When investigating the relationship between lncRNA JPX and TMZ resistance in GBM, the researchers found that JPX was highly expressed in GBM tissues and cell lines and believed that this had important implications for the poor prognosis of patients. Through further experimental studies, they found that silencing lncRNA JPX could significantly interact with FTO and PDK1 mRNA and could promote aerobic glycolysis and resistance to TMZ chemotherapy in GBM in a m6A-dependent manner by regulating the FTO/PDK1 axis [59].

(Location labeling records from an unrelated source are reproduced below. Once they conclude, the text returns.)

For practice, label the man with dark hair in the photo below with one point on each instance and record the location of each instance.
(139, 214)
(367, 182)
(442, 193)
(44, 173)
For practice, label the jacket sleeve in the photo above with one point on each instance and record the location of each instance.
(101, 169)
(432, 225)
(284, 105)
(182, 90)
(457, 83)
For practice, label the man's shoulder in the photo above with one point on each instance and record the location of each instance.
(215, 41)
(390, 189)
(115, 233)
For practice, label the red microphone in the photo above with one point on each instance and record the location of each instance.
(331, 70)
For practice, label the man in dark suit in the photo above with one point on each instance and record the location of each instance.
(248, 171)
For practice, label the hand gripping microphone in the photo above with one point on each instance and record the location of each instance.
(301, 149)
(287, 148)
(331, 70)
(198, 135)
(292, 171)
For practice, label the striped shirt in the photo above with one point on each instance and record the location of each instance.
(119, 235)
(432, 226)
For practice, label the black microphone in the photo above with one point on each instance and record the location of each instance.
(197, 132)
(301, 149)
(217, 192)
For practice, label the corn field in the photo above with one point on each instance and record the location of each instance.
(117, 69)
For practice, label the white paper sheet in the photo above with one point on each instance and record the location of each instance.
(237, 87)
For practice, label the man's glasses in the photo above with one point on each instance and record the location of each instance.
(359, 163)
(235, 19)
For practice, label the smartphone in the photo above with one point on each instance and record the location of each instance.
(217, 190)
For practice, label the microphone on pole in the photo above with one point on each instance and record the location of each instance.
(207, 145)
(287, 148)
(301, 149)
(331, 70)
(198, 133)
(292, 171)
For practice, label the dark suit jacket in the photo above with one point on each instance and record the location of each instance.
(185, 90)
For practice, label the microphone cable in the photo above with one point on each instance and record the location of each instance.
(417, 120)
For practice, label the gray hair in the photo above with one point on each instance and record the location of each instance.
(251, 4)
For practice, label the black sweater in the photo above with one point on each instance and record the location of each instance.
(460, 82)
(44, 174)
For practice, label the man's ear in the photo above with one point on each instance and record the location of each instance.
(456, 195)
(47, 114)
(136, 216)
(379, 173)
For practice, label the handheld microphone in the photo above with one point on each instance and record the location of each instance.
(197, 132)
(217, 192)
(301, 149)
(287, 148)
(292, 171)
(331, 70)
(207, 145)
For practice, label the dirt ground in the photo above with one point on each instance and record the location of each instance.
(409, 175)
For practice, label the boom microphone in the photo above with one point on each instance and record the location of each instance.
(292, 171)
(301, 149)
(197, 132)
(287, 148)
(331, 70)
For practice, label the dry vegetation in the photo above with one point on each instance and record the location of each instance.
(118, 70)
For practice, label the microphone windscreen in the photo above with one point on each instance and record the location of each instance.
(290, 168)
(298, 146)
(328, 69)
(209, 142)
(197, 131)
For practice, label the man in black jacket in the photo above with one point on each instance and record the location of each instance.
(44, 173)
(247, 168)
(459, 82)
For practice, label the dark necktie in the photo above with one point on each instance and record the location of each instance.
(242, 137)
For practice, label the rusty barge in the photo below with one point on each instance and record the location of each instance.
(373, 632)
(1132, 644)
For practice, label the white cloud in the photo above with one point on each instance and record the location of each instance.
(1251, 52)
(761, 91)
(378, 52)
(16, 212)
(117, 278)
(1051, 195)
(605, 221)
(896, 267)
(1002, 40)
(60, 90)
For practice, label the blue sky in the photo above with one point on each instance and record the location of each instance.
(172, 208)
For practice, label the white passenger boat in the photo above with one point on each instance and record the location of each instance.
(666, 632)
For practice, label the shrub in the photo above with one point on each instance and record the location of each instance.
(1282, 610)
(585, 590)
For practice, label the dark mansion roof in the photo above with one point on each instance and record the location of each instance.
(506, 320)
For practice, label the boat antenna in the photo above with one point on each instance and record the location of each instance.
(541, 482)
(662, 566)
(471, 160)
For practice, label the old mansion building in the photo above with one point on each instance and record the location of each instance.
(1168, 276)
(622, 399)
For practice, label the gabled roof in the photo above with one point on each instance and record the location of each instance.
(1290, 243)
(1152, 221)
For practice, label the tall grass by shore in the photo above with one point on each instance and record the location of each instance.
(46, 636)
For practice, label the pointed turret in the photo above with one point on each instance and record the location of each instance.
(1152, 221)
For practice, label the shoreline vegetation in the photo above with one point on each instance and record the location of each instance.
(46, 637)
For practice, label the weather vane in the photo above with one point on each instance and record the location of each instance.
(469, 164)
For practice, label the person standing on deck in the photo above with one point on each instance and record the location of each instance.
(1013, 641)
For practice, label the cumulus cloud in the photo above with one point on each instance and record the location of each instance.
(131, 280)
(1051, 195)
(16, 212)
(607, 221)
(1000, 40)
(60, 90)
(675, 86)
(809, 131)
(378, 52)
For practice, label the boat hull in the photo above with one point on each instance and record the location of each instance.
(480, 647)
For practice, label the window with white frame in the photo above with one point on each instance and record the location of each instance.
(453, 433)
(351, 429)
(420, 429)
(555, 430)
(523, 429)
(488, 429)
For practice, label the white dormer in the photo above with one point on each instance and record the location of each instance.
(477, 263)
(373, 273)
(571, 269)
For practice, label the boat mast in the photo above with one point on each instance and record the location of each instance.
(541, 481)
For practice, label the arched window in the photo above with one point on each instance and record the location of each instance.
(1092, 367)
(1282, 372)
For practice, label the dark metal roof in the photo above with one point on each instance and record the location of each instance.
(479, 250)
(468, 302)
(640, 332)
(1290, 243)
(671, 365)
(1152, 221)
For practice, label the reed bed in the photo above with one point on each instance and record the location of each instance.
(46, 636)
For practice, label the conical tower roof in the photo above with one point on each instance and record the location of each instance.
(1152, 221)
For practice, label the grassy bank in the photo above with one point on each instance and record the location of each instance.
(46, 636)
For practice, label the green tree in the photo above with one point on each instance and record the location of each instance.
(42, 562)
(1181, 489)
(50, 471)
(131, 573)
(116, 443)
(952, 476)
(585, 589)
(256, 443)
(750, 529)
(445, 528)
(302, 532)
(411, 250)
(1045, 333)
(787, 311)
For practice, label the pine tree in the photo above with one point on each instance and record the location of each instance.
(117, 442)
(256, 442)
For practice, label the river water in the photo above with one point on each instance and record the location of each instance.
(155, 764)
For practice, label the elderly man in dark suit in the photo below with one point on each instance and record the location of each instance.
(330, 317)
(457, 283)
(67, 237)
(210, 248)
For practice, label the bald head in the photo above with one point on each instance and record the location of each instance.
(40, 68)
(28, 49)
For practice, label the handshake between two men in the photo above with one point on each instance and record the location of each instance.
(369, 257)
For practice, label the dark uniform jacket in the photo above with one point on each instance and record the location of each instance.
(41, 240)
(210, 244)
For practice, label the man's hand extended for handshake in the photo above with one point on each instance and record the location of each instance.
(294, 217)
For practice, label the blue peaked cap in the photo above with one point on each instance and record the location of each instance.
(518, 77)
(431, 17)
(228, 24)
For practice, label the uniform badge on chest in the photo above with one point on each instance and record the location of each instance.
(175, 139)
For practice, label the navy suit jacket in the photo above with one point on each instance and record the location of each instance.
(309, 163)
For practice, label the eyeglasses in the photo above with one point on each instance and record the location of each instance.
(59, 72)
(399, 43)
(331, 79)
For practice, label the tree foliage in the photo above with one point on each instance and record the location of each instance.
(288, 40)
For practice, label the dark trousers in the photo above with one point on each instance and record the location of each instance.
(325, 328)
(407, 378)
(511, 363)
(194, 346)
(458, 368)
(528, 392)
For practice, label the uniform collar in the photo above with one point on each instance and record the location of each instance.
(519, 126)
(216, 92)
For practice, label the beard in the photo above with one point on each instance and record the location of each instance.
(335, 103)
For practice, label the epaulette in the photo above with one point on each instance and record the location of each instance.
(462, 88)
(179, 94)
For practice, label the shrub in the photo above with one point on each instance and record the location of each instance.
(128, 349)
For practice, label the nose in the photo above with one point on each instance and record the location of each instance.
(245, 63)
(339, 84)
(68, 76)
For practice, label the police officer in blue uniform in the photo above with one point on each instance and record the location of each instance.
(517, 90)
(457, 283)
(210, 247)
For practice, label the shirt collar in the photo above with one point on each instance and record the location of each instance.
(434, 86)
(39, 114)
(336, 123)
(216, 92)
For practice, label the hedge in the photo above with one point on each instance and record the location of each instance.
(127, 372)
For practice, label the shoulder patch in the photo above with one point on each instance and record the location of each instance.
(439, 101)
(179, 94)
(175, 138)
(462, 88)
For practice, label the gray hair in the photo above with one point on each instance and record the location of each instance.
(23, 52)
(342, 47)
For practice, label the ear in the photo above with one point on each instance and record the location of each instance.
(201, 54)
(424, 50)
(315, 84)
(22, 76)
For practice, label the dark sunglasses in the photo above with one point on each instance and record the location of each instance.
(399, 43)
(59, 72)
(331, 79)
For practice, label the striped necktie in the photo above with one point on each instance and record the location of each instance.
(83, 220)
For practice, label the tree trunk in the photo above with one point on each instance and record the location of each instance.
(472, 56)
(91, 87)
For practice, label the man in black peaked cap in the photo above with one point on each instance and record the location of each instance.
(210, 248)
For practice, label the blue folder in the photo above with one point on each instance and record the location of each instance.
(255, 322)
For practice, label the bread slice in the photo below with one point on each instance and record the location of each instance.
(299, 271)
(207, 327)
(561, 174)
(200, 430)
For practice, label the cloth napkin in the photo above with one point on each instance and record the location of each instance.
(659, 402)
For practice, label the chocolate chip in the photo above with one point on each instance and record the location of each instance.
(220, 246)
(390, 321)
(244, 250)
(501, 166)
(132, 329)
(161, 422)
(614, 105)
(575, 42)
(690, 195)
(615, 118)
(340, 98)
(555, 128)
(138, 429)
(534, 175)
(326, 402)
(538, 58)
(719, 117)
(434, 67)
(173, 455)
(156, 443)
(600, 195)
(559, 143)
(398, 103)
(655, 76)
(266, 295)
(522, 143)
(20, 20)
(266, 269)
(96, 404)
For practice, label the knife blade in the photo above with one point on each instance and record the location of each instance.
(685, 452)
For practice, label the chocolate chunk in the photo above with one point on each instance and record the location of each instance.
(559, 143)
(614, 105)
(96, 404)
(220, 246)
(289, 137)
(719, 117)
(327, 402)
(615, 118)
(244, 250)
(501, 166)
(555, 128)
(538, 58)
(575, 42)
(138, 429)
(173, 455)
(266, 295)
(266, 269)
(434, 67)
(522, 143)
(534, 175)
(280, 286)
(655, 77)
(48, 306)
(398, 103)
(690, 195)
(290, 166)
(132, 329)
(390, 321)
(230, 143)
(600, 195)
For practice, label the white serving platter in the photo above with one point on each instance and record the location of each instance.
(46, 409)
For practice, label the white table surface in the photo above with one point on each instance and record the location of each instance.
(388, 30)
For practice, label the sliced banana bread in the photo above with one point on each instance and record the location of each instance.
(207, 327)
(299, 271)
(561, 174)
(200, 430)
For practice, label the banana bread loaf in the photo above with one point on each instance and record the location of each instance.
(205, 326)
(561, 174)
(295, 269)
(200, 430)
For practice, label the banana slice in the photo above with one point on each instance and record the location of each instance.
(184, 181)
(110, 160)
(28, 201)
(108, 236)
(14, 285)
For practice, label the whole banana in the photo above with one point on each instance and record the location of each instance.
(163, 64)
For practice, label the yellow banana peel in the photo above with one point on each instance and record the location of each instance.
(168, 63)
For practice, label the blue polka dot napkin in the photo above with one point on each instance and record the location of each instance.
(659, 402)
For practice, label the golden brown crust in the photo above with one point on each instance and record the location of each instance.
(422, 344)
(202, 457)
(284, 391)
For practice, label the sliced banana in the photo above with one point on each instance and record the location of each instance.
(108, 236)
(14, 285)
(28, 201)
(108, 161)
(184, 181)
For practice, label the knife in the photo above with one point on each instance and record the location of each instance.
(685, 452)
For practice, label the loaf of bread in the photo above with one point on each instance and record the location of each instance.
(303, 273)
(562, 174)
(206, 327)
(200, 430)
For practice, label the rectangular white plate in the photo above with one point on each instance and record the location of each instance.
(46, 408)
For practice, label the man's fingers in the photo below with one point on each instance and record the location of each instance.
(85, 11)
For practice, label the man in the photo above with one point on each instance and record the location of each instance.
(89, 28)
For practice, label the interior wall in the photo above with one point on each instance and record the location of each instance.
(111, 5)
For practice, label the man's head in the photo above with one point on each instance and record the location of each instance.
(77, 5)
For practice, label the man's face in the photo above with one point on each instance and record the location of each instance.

Circ-0072083 is present in exosomes of drug-resistant cells, and some studies have found that it is highly expressed in temozolomide-resistant glioma tissues and cells. When circ-0072083 is downregulated, the demethylation of ALKBH5 is eliminated, and the expression level of NANOG is downregulated, thus achieving the regulation of drug resistance in glioma. In addition, circ-0072083 can also target miR-1252-5p to affect the expression of NANOG and ALKBH5 and regulate the drug resistance of glioma [50].

Conclusion

Glioma is the most common type of tumour in the central nervous system, with a high mortality rate. Currently, the main clinical treatment for glioma is the integration of various therapies, including surgery, radiation and chemotherapy. Because of the high recurrence rate, the prognosis of patients is still poor. In recent years, with the in-depth study of molecular biology, m6A has been found to be closely related to the occurrence and development of a variety of tumours. At the same time, the regulation of ncRNAs by m6A methylation is also considered to affect the malignant progression of many tumours. m6A methylation has become a potential biomarker for targeted therapy and prognosis prediction of tumours, while its roles and functions in gliomas remain unclear. Further study on the role and function of m6A methylation-regulated noncoding RNAs in glioma will provide new ideas for the clinical targeted therapy of glioma in the future.